As a researcher dedicated to finding treatments for MND, and after seeing first-hand the potentially life-changing impact of tofersen on the patients taking part in the Phase 3 clinical trial in the UK, I am deeply disappointed that the National Institute for Health and Care Excellence (NICE) has recently decided not to consider tofersen via the Highly Specialised Technology route applied to consideration of treatments for rare medical conditions. MND caused by changes in the SOD1 gene is a distinct subgroup which differs from MND more broadly in several important ways.
This has heart-breaking ramifications for MND patients in the UK, as reported in The Guardian (People with MND in England and Wales fear losing access to life-extending drug)
By classifying tofersen as a standard drug rather than a treatment for a highly specialised rare condition, NICE has significantly reduced the chances of it being available within the NHS.
This not only disregards the unique challenges of MND, but is also very detrimental for the UK's aspirations to be a leader in precision medicine. Precision medicine tailors treatments to individual patients based on their genetic makeup, offering a more effective and personalised approach to combating diseases. NICE's ruling on tofersen undermines this very important principle of modern medicine.
Furthermore, the decision creates a concerning precedent for patients with rare diseases. By placing a high bar for new treatments targeting small patient populations, NICE risks leaving these patients without access to potentially life-saving therapies.
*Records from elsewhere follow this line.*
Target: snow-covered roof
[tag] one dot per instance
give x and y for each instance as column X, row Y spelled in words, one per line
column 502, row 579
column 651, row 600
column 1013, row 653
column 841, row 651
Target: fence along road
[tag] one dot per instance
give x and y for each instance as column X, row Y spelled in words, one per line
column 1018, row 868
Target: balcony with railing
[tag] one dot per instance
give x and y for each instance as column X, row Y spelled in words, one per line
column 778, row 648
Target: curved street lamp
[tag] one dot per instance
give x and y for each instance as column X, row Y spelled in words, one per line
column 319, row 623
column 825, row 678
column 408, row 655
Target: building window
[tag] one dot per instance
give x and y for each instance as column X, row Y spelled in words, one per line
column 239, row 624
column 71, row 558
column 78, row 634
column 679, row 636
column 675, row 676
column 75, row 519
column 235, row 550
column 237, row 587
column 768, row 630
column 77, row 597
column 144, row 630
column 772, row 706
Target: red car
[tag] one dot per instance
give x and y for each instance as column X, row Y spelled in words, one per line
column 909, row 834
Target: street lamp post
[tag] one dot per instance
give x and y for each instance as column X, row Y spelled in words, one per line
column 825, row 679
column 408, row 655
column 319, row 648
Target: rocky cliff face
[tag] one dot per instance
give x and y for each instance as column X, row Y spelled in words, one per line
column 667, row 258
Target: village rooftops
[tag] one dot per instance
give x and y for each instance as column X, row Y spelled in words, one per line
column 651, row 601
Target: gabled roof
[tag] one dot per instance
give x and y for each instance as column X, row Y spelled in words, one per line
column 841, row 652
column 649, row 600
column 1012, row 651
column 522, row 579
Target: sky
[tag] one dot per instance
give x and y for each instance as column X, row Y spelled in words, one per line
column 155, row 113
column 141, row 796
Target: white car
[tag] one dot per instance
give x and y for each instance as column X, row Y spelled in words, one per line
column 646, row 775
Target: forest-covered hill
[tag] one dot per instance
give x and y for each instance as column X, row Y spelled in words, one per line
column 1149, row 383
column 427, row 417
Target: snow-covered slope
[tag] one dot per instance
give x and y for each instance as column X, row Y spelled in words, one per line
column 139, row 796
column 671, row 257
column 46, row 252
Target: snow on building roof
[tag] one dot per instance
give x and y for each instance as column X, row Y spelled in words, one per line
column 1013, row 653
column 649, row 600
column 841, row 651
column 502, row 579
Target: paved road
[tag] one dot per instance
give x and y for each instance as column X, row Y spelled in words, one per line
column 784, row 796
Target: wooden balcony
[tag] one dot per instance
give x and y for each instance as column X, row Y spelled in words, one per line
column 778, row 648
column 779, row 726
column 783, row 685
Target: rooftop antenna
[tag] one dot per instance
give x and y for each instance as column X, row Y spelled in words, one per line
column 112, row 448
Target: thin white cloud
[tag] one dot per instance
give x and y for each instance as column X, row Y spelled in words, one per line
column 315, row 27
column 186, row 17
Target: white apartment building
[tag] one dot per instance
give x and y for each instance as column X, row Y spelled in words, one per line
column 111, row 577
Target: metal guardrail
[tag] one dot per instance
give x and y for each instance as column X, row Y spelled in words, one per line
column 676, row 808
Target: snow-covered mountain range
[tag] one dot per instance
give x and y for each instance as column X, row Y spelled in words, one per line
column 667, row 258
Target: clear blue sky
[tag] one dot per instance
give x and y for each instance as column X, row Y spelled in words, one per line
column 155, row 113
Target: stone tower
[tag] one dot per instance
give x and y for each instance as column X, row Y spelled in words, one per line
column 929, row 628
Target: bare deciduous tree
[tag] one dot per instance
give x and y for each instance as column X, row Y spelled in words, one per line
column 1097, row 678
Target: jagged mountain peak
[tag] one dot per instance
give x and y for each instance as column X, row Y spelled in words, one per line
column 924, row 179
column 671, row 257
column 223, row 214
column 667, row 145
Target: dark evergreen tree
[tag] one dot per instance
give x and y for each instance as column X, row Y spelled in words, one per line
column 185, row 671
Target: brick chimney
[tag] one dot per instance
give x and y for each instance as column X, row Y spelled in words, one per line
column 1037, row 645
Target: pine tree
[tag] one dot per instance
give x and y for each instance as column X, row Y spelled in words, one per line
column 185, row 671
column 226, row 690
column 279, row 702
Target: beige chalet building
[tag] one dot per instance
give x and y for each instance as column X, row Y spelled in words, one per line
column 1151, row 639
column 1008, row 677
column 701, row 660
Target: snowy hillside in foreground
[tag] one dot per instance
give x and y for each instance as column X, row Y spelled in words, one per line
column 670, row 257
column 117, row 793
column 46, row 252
Denying access to this drug isolates UK patients - tofersen was approved by the Food and Drug Administration (FDA) in the US in April 2023 and by the European Medicines Agency in 2024- and contradicts the UK’s long held ambition to move away from a "one size fits all" approach to medical treatment.
Researchers across the globe, including those at SITraN, are working hard to make MND a treatable and potentially preventable condition . The NICE decision on tofersen is a missed opportunity for the UK to embrace precision medicine and offer hope to MND patients. Reconsidering this decision is not just about granting access to one drug; it's about paving the way for a future where personalised treatments are available to patients, including those with rare diseases.